My biggest problem is I make a plan/schedule, but then don't end up sticking to it. I plan to get up early to get started and get my workout in, but that depends on when bub has her first breastfeed. This morning I thought I'd sneak out before she woke, but heard her crying just as I was getting my shoes on... then the other 2 woke up and after breakfasts and lunches made and workout and shower we ended up getting out the door half-an-hour late to preschool! Anyway, the point is, I can't put a timer on my kids, and they are my priority, but also the biggest spanner in the works. Scheduling in spending time with them as well as the 50 other things I have to do is just plain HARD. Enough whingeing... any suggestions??
I remember those days! Even though my kids are older now, I still have them, although not on the same scale as when they were little.

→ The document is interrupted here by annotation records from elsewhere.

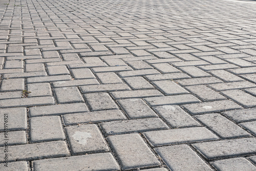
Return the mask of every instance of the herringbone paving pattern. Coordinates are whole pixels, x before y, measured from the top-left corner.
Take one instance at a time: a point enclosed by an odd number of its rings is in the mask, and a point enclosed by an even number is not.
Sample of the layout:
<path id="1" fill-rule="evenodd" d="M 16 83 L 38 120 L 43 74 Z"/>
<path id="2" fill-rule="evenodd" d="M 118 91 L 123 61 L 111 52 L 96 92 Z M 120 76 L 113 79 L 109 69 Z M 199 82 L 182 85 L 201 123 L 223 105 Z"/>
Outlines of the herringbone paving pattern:
<path id="1" fill-rule="evenodd" d="M 0 170 L 256 170 L 255 2 L 0 13 Z"/>

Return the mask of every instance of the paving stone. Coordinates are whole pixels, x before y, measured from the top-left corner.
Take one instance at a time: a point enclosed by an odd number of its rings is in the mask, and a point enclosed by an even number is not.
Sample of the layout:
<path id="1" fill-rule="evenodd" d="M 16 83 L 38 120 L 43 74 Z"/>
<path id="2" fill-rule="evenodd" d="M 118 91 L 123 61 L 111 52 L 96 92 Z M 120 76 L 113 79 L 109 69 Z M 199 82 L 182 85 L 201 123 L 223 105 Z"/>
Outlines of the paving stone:
<path id="1" fill-rule="evenodd" d="M 185 88 L 203 101 L 226 99 L 224 96 L 204 85 L 191 86 Z"/>
<path id="2" fill-rule="evenodd" d="M 7 167 L 5 166 L 6 163 L 0 164 L 0 167 L 5 168 L 5 171 L 29 171 L 29 165 L 27 161 L 17 161 L 15 162 L 8 162 Z"/>
<path id="3" fill-rule="evenodd" d="M 70 75 L 54 75 L 47 77 L 38 77 L 28 78 L 27 79 L 27 83 L 45 82 L 57 81 L 66 81 L 71 80 Z"/>
<path id="4" fill-rule="evenodd" d="M 256 135 L 256 121 L 244 122 L 240 125 Z"/>
<path id="5" fill-rule="evenodd" d="M 133 132 L 143 132 L 168 129 L 168 127 L 158 118 L 132 119 L 112 121 L 100 124 L 106 135 L 122 134 Z"/>
<path id="6" fill-rule="evenodd" d="M 130 118 L 157 117 L 157 115 L 140 99 L 128 99 L 117 101 Z"/>
<path id="7" fill-rule="evenodd" d="M 190 94 L 148 97 L 145 98 L 145 100 L 151 106 L 182 104 L 201 101 Z"/>
<path id="8" fill-rule="evenodd" d="M 145 77 L 150 81 L 158 81 L 166 79 L 173 80 L 190 78 L 190 76 L 183 73 L 150 75 L 146 75 Z"/>
<path id="9" fill-rule="evenodd" d="M 65 127 L 72 154 L 109 151 L 102 135 L 95 124 Z"/>
<path id="10" fill-rule="evenodd" d="M 29 108 L 30 117 L 60 115 L 79 112 L 89 112 L 88 108 L 84 103 L 33 106 Z"/>
<path id="11" fill-rule="evenodd" d="M 0 142 L 0 145 L 1 146 L 6 145 L 5 144 L 6 139 L 8 140 L 8 145 L 27 143 L 27 134 L 25 131 L 8 131 L 7 135 L 5 134 L 5 132 L 0 133 L 1 137 L 3 137 L 3 140 Z M 7 138 L 5 138 L 6 137 Z"/>
<path id="12" fill-rule="evenodd" d="M 163 96 L 163 94 L 156 90 L 139 90 L 111 92 L 115 99 L 129 98 L 144 98 L 147 97 Z"/>
<path id="13" fill-rule="evenodd" d="M 81 91 L 83 93 L 130 90 L 130 88 L 124 83 L 83 86 L 81 86 L 80 88 L 81 88 Z"/>
<path id="14" fill-rule="evenodd" d="M 53 89 L 58 103 L 82 102 L 84 100 L 75 87 L 68 87 Z"/>
<path id="15" fill-rule="evenodd" d="M 216 83 L 209 85 L 208 86 L 217 91 L 224 91 L 250 88 L 256 87 L 256 85 L 248 81 L 239 81 Z"/>
<path id="16" fill-rule="evenodd" d="M 204 127 L 151 131 L 144 133 L 152 145 L 213 140 L 219 138 Z"/>
<path id="17" fill-rule="evenodd" d="M 200 126 L 189 115 L 178 105 L 163 105 L 154 109 L 174 128 Z"/>
<path id="18" fill-rule="evenodd" d="M 208 160 L 256 153 L 256 139 L 254 138 L 206 142 L 193 145 Z"/>
<path id="19" fill-rule="evenodd" d="M 214 77 L 184 79 L 178 80 L 176 81 L 183 86 L 208 84 L 222 82 L 222 81 L 221 80 Z"/>
<path id="20" fill-rule="evenodd" d="M 200 115 L 195 117 L 221 138 L 250 136 L 248 132 L 219 114 Z"/>
<path id="21" fill-rule="evenodd" d="M 31 142 L 66 139 L 59 116 L 41 116 L 30 119 Z"/>
<path id="22" fill-rule="evenodd" d="M 65 125 L 126 119 L 120 110 L 110 110 L 62 115 Z"/>
<path id="23" fill-rule="evenodd" d="M 23 91 L 25 89 L 25 79 L 23 78 L 3 79 L 2 81 L 1 91 Z"/>
<path id="24" fill-rule="evenodd" d="M 72 69 L 70 71 L 76 79 L 95 78 L 92 71 L 88 68 Z"/>
<path id="25" fill-rule="evenodd" d="M 48 66 L 47 69 L 49 75 L 69 74 L 69 70 L 65 66 Z"/>
<path id="26" fill-rule="evenodd" d="M 143 77 L 125 77 L 123 79 L 133 90 L 154 89 Z"/>
<path id="27" fill-rule="evenodd" d="M 49 83 L 27 84 L 27 89 L 28 91 L 31 92 L 28 94 L 29 97 L 52 96 L 51 86 Z"/>
<path id="28" fill-rule="evenodd" d="M 103 84 L 123 83 L 119 77 L 114 73 L 99 73 L 96 75 Z"/>
<path id="29" fill-rule="evenodd" d="M 86 94 L 83 96 L 92 111 L 118 109 L 117 105 L 106 93 Z"/>
<path id="30" fill-rule="evenodd" d="M 242 108 L 230 100 L 220 100 L 196 104 L 184 104 L 183 106 L 192 115 L 225 111 Z"/>
<path id="31" fill-rule="evenodd" d="M 112 136 L 107 140 L 124 169 L 161 164 L 138 134 Z"/>
<path id="32" fill-rule="evenodd" d="M 185 72 L 193 77 L 210 77 L 211 75 L 195 66 L 179 67 L 179 69 Z"/>
<path id="33" fill-rule="evenodd" d="M 244 171 L 255 171 L 256 166 L 244 158 L 237 158 L 218 160 L 211 164 L 218 170 L 241 170 L 242 168 Z"/>
<path id="34" fill-rule="evenodd" d="M 119 170 L 120 167 L 110 153 L 58 158 L 33 161 L 34 170 L 38 171 Z"/>
<path id="35" fill-rule="evenodd" d="M 4 148 L 1 147 L 0 149 L 4 151 Z M 9 146 L 8 149 L 10 150 L 8 158 L 10 162 L 63 157 L 69 155 L 67 144 L 63 141 Z M 3 155 L 0 161 L 4 161 Z"/>
<path id="36" fill-rule="evenodd" d="M 228 90 L 221 92 L 221 93 L 245 108 L 251 108 L 256 105 L 256 97 L 242 90 Z"/>
<path id="37" fill-rule="evenodd" d="M 213 70 L 209 72 L 225 82 L 244 81 L 244 79 L 242 78 L 225 70 Z"/>
<path id="38" fill-rule="evenodd" d="M 214 170 L 187 145 L 163 146 L 156 151 L 172 170 Z"/>
<path id="39" fill-rule="evenodd" d="M 0 101 L 0 107 L 30 106 L 54 104 L 55 101 L 52 97 L 30 97 L 2 100 Z"/>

When you have small children it really is impossible and unrealistic to try to stick to a strict schedule. I found that I needed to do something more in line with a revolving schedule. I would basically have a few main headings and try to rotate through them as often as possible - some needed to be done more often than others. Some days - probably a lot of days - everything did not get done.

I used a chart that was in pie form so that I could easily pick and choose what ever suited me at the time because it was not linear. I didn't do it at the time, but it could easily be put into a plastic sheet protector that could be checked off as each area is done to keep a loose score and to try to keep some balance to it.

It can be a nice tool for the kids when they are older as well since it would colour nicely.

I am going to make one up to go with the My Clean House/BOOST Housework Circuit manual.

I think it's really important that mom's especially of small kids acknowledge the value and workload that they are under. I remember when my kids were young feeling like I wasn't doing enough - only because my main job was looking after the kids. So I took on much more than I should have to 'be productive' and to keep up with what I thought everyone else expected of me.

Now I look back and realize how crazy that was!

The big thing is to choose only the most important priorities and put the rest on hold. You just can't do everything, period. They will grow up fast - I am still in shock myself - I thought it would last forever - and then you can add more on.

Simplify where ever you can and get help if you possible can, even if it's just a few times a week to get your resistance workouts in (you may be able to get creative with your intervals - even if it means a jogging stroller to sprint/walk sometimes - I don't know if anyone is doing that for those impossible days? It's so important to look after yourself - that's not optional :0)

I hope that this is of some help, let me know if you have any more questions or just need to do some brainstorming on particular items, you never know who might be able to come up with some suggestions :0)
I think as Mums, we are constantly doing the life-juggle, with 101 different things all going on at the same time. I know I need to slow down, and while I may have our home (almost) in control, I perhaps don't have time for other things that matter to me, or I end up accomplishing something, but only just, and I know I could have done better.
Life's too short , and we have to prioritize. I'd like to take stock of my routines and take back some more time with the family.